Opportunists were quick to discover that if the NFT in question was ever sent back to the original ETH wallet, it would still be purchasable on Rarible as the delisting gas-fee was never paid on OpenSea. More importantly, the bug causes OpenSea’s contract to scrape the NFT’s original listing price as the current listing price - this is what caused the BAYC NFT mentioned above to be purchased for less than $2,000. 

On Saturday (22 January), OpenSea added a new feature that asks users to confirm whether they are sure they want to proceed when a listing is made far below the floor price of a collection. While this does not directly address the bug, it does lower the likelihood of NFTs being sold by mistake.

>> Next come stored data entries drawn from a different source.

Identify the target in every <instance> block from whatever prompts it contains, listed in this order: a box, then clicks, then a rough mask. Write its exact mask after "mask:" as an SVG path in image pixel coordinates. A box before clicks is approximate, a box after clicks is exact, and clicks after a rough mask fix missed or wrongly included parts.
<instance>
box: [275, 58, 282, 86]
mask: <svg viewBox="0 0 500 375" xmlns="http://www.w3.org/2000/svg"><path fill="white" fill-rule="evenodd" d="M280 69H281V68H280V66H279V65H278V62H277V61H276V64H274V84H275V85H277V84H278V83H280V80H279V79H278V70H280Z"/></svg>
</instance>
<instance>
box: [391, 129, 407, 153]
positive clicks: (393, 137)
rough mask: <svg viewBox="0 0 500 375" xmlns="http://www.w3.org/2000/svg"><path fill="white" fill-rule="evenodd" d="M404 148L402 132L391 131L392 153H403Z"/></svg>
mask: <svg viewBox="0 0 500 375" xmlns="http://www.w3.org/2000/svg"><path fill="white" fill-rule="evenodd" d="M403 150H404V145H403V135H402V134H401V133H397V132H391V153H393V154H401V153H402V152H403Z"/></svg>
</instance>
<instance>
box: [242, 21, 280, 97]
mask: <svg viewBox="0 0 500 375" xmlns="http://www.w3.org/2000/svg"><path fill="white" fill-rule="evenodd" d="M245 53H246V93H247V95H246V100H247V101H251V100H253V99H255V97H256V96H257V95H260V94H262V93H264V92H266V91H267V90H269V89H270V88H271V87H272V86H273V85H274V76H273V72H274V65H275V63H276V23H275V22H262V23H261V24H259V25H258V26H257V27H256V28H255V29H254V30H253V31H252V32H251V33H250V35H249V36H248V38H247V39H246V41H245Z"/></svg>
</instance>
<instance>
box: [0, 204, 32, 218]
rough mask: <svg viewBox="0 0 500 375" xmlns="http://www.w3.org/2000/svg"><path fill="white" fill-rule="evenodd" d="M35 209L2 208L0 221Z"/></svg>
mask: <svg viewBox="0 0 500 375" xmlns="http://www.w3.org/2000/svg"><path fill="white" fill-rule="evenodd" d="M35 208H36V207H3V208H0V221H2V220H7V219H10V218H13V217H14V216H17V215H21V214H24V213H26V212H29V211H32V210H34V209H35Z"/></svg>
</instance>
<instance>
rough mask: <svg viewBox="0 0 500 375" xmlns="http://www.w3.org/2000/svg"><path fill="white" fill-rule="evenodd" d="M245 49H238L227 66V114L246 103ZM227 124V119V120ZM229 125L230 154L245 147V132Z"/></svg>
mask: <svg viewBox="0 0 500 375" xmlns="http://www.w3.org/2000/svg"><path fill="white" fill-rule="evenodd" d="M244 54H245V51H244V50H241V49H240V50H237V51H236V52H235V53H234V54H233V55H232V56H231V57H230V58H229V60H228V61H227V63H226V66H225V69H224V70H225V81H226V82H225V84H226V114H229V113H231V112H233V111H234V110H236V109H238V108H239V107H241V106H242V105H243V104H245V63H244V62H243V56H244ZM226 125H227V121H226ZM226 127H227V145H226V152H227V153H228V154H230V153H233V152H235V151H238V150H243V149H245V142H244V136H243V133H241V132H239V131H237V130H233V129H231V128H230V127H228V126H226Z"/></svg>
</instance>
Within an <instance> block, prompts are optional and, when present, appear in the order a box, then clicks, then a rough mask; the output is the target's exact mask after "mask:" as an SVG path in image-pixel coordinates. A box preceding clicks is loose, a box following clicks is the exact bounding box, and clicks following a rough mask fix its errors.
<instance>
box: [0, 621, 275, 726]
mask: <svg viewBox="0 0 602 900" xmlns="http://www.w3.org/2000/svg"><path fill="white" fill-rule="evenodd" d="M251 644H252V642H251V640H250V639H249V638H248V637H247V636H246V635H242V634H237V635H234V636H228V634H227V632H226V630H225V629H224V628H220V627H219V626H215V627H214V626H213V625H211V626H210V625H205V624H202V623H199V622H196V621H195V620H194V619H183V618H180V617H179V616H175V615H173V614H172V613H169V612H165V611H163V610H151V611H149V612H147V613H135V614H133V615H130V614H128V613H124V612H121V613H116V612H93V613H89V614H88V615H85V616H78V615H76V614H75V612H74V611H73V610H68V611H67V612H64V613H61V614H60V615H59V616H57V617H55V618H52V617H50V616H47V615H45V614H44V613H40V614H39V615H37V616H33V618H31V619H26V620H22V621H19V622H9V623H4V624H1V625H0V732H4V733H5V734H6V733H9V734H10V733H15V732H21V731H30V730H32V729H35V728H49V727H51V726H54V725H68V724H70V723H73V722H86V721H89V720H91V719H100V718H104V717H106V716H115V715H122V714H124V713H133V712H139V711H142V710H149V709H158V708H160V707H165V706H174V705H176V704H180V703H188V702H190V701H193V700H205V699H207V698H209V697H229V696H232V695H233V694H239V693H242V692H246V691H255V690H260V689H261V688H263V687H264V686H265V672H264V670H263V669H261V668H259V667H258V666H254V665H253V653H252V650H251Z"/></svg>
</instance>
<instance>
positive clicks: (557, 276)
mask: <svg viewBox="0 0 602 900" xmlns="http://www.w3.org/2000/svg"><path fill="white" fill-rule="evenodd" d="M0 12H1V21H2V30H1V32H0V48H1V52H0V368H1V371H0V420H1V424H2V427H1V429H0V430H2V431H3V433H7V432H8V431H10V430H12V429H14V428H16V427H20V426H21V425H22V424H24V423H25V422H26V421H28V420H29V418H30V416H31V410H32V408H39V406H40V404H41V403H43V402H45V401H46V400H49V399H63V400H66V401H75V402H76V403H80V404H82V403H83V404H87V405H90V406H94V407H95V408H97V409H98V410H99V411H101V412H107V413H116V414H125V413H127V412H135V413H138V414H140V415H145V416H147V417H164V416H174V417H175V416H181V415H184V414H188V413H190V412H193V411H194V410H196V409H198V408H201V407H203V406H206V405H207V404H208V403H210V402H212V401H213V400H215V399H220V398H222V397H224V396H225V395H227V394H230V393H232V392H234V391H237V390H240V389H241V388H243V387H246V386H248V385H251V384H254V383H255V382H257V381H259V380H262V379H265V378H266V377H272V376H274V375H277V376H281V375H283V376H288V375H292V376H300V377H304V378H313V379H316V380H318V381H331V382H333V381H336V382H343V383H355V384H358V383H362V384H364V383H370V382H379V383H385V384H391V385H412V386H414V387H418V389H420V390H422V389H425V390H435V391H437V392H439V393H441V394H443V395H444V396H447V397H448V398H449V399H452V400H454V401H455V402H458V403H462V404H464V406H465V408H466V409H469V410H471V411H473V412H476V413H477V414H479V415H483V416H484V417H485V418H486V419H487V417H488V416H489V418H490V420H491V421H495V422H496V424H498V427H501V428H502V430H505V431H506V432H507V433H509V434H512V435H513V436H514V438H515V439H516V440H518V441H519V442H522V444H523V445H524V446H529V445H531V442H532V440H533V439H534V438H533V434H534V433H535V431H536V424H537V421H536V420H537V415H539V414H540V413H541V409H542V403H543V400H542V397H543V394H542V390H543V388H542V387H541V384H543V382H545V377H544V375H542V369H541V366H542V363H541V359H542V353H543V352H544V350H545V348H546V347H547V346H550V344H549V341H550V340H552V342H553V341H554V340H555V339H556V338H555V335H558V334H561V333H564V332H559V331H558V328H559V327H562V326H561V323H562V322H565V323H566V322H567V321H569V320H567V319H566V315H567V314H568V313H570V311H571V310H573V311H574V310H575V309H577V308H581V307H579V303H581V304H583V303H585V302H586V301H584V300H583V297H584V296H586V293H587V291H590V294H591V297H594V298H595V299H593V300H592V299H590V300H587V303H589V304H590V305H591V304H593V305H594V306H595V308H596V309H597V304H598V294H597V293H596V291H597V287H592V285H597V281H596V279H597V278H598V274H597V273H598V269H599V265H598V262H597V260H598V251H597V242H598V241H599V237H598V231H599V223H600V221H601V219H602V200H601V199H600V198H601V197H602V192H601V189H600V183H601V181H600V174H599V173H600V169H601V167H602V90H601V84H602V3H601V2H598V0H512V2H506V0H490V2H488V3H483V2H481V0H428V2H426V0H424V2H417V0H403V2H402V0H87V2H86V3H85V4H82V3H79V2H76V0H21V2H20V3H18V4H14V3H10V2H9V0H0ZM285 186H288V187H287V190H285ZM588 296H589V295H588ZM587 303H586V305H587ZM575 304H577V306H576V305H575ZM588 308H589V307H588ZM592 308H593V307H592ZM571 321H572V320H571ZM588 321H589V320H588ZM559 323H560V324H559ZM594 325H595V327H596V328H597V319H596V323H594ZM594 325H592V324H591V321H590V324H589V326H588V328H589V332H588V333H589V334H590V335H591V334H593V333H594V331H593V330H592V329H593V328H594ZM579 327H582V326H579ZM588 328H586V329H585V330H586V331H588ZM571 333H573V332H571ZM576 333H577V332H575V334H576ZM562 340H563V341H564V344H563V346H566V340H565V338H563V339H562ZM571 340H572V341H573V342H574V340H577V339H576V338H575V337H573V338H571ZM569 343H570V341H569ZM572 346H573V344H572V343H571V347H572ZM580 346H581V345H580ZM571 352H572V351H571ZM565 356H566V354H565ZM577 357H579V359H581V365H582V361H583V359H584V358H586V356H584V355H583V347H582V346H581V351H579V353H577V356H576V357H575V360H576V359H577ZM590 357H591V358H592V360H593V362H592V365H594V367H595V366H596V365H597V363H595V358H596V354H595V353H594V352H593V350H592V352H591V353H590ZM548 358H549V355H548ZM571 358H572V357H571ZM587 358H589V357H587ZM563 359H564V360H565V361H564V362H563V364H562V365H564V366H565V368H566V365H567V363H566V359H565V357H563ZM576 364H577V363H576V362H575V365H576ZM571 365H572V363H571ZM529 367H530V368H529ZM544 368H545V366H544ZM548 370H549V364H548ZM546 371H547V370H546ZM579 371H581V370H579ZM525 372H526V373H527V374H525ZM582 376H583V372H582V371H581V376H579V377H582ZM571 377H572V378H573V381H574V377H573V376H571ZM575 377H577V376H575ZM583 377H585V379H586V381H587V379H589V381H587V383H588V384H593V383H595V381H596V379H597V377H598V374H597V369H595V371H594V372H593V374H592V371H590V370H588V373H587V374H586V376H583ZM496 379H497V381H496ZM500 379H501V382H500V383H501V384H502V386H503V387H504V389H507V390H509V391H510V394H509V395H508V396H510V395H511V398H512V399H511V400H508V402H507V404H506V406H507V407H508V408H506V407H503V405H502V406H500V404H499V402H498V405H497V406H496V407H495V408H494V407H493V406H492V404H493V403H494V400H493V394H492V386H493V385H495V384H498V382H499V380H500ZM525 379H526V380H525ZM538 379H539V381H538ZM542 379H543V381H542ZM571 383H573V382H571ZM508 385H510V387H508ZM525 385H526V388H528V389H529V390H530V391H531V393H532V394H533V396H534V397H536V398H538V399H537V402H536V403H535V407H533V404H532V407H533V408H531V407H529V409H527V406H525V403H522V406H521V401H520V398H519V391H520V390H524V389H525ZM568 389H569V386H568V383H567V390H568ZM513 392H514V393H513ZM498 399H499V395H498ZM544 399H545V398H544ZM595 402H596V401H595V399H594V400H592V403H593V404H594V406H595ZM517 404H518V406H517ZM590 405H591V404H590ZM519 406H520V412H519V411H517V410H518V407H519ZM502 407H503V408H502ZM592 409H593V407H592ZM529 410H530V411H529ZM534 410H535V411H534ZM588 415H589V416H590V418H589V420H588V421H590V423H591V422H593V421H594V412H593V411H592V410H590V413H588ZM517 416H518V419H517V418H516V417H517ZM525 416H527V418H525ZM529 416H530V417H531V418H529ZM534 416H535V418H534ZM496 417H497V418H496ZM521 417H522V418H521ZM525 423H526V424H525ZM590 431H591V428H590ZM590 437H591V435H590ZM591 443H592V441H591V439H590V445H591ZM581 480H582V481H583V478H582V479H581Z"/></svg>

Additionally, Rarible announced earlier this month that the platform would allow users to view ‘inactive orders’ - a feature which OpenSea does not yet have. Inactive orders are described as orders that will become active when the described NFT is transferred back into the original wallet. Evidently, the improvement was not enough to prevent further erroneous sales.

When finalised, the sale of an NFT is irreversible. Some users were surprised to learn that OpenSea’s code had nothing to account for the likely possibility that an actively listed NFT was transferred out-of-wallet. Others have claimed that the platform should be legally liable for the mistake, with some victims of the bug as much as $200,000 out of pocket.